ワシントン・タイムズ・ジャパン

「会社とジェンダー」を特集するが「家庭力」を見逃している東洋経済

◆男女格差の実例列挙

 女性の社会進出が話題になって久しいが、男女の性差(ジェンダー)をめぐる議論は今も尽きることがない。最近でも森喜朗・前東京五輪・パラリンピック大会組織委員会会長が「女性の役員がたくさん入っている会議は時間がかかる」と発言し、物議を醸した。
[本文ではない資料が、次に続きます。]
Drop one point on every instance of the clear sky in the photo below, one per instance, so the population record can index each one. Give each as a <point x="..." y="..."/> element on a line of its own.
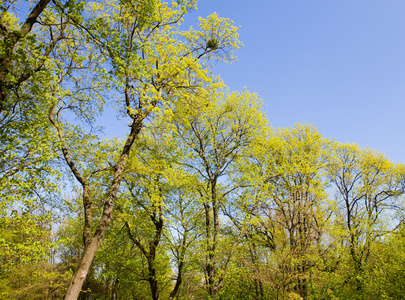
<point x="336" y="64"/>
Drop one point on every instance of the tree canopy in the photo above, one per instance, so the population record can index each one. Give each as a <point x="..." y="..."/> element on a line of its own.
<point x="200" y="198"/>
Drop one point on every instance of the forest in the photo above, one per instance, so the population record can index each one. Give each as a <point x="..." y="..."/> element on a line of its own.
<point x="197" y="196"/>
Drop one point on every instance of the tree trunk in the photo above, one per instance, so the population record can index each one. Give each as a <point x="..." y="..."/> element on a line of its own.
<point x="91" y="248"/>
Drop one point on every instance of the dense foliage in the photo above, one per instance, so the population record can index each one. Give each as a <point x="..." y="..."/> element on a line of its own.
<point x="202" y="199"/>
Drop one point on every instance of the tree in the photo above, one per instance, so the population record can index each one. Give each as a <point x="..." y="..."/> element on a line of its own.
<point x="135" y="40"/>
<point x="215" y="136"/>
<point x="368" y="186"/>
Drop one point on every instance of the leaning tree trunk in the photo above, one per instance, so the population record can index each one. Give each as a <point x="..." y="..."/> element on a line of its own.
<point x="94" y="243"/>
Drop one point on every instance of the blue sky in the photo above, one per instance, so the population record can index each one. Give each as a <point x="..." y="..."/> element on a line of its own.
<point x="339" y="65"/>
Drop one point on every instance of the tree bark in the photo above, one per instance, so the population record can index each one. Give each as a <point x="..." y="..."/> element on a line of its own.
<point x="92" y="246"/>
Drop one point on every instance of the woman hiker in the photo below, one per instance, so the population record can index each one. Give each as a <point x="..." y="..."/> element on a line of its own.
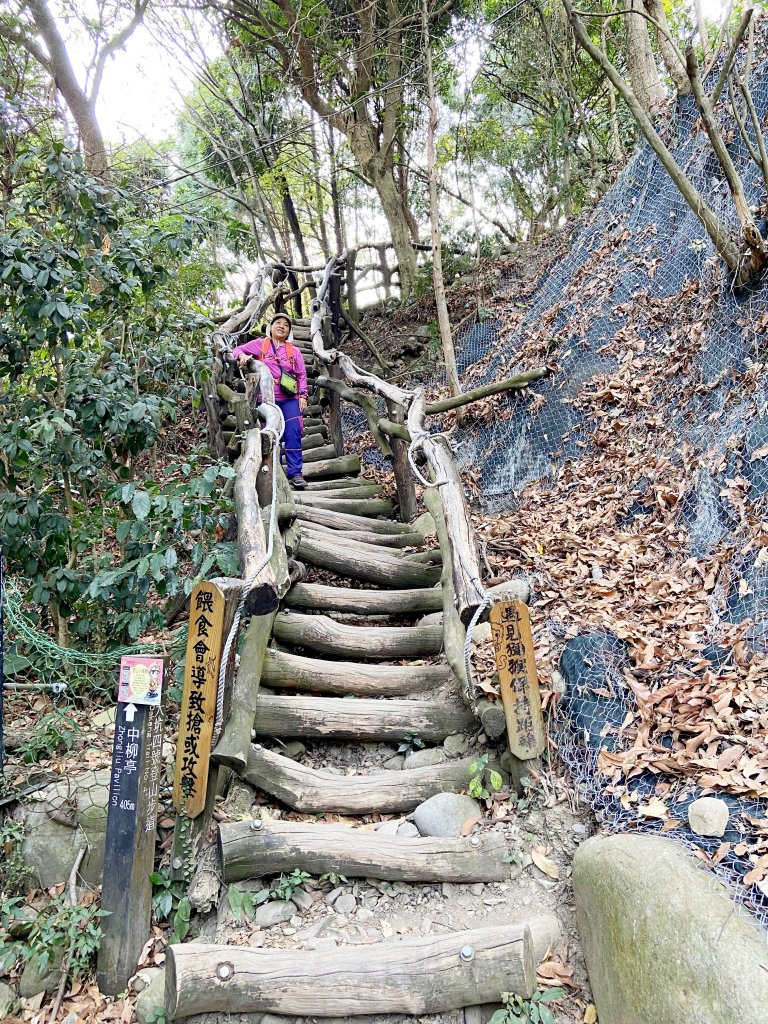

そもそもジェンダーとは、社会的・文化的背景の中でつくられた性差のことで、生物学的な男女の性差とは異なる。人口減少、生産労働人口の減少が続く中で、企業が今後生き延びるには女性の活躍の場をいかに創出していくかが鍵になるという。

 こうした企業とジェンダーをテーマとして東洋経済(6月12日号)が特集を組んだ。「会社とジェンダー~これが世界のビジネス常識」と題した企画のつくりは、「女性を戦力化できない日本企業に未来はない。いまだに根強く残る男女格差は、日本経済が再び競争力を取り戻すための必須の条件だ」と特集のリード文にあるように、これまでの日本の企業風土が女性軽視であり、それが日本の経済成長を妨げているという論調だ。